La concientización no es asunto de saber simplemente, tampoco de sentirse tal o cual cosa. No es ser erudito, ni poseedor de la identidad muy sólida. No es lo uno puramente ni puramente lo otro; tampoco ambas cosas a la vez. El estado de concientización es una dialéctica entre identidad, saber y cuestionamiento. Es, en consecuencia, una posición ante la realidad.

No hay que confundir conciencia de estados de cosas con saber, ni conciencia de sí, con saber acerca de uno mismo. Conciencia y conocimiento son cuestiones distintas a pesar de ser inseparables.

E. Concientización y «conciencia verdadera»

No son cosas idénticas, aunque en cierto modo son dos maneras diversas que dos modalidades distintas han tenido para decir algo muy cercano.

La concientización estrictamente no es cuestión de verdad o de falsedad. No es saber muchas cosas verdaderas, tampoco es tener una verdadera imagen de sí mismo; no es conciencia verdadera opuesta a falsa conciencia. Más bien es estar en sí mismo, montado en las condiciones de posibilidad para pensar y actuar, para criticar y proyectar.

«Conciencia verdadera» es un concepto que todavía pertenece al iluminismo; concientización, no quiere serlo.

Paulo Freire y Augusto Salaor Bondy, que tanto nos han enseñado, cuando se refieren a estos temas tienden a caer en la metafísica lukacsiana. Conciencia y concientización no son adequatio de la formulación del intelecto con el ser de la cosa, sino que identidad del ser humano.

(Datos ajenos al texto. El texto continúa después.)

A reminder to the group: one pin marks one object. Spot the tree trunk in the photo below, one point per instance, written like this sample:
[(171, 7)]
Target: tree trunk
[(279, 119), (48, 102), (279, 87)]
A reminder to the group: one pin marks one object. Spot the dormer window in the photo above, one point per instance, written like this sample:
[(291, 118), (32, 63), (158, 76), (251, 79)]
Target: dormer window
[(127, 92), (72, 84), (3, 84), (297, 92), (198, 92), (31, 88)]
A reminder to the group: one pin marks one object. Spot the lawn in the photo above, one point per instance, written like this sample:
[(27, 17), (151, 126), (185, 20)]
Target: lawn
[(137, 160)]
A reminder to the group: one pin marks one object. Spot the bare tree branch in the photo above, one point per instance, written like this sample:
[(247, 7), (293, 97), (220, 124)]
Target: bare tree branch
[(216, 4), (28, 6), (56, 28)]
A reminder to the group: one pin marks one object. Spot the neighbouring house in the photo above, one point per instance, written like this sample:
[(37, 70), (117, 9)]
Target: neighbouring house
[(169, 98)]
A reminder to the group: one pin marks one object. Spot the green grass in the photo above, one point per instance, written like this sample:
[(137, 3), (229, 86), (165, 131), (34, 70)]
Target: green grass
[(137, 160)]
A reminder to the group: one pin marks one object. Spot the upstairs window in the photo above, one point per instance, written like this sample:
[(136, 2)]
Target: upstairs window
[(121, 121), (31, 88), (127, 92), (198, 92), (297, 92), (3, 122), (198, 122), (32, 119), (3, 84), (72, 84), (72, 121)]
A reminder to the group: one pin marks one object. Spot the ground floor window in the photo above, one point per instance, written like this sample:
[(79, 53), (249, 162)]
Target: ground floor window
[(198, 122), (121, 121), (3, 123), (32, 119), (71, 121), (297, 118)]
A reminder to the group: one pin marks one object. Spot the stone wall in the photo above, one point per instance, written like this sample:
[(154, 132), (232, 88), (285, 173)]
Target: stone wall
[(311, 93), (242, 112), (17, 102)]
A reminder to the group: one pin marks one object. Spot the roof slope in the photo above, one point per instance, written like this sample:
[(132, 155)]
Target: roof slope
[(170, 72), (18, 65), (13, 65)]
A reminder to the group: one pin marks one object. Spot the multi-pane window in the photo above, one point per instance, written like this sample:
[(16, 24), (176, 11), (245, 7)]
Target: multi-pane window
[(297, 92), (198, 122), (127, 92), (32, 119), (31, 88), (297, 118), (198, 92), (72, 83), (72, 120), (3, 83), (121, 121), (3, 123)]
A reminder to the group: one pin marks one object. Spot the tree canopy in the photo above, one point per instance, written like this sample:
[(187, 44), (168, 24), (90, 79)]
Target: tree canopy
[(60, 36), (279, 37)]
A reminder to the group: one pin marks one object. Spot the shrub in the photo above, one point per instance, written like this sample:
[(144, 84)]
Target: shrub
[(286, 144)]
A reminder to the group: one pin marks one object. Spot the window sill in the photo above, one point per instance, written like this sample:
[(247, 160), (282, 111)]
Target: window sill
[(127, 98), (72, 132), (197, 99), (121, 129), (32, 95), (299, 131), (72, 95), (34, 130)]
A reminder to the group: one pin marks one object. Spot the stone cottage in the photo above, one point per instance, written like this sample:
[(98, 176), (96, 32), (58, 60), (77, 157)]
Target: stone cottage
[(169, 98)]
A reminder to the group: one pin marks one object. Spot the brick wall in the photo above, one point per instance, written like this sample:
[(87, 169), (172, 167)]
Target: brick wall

Salazar señala: «La educación nueva tiene que ser concientizadora, tiene que despertar en el niño más pequeño la conciencia de la situación que vive y de lo que es liberador y de lo que es opresor»1.

Salazar lo dice como si eso fuera algo determinado, como si el profesor pudiera saberlo, como si fuera algo que llega a saberse. Porque Salazar cree saber definitivamente lo que es liberador y dominador, por dogmatismos de ese calibre; por identificar concientización con adopción de una ideología es que se pasa rápidamente al adoctrinamiento. Salazar confunde la cosa con alguna de sus manifestaciones. Concientizar no es enseñar, porque estar consciente no es simplemente conocer informaciones ni actuar correctamente, no es sinónimo tampoco de vida moral.

La concientización no garantiza toda liberación.

F. Concientización e identidad

La identidad (como individuo, grupo o como cultura) nunca es absoluta. Nunca logra cerrarse totalmente en la medida que su «soporte» está en permanente movimiento; por lo demás, la esquizofrenia y la alienación cultural son tentaciones permanentes.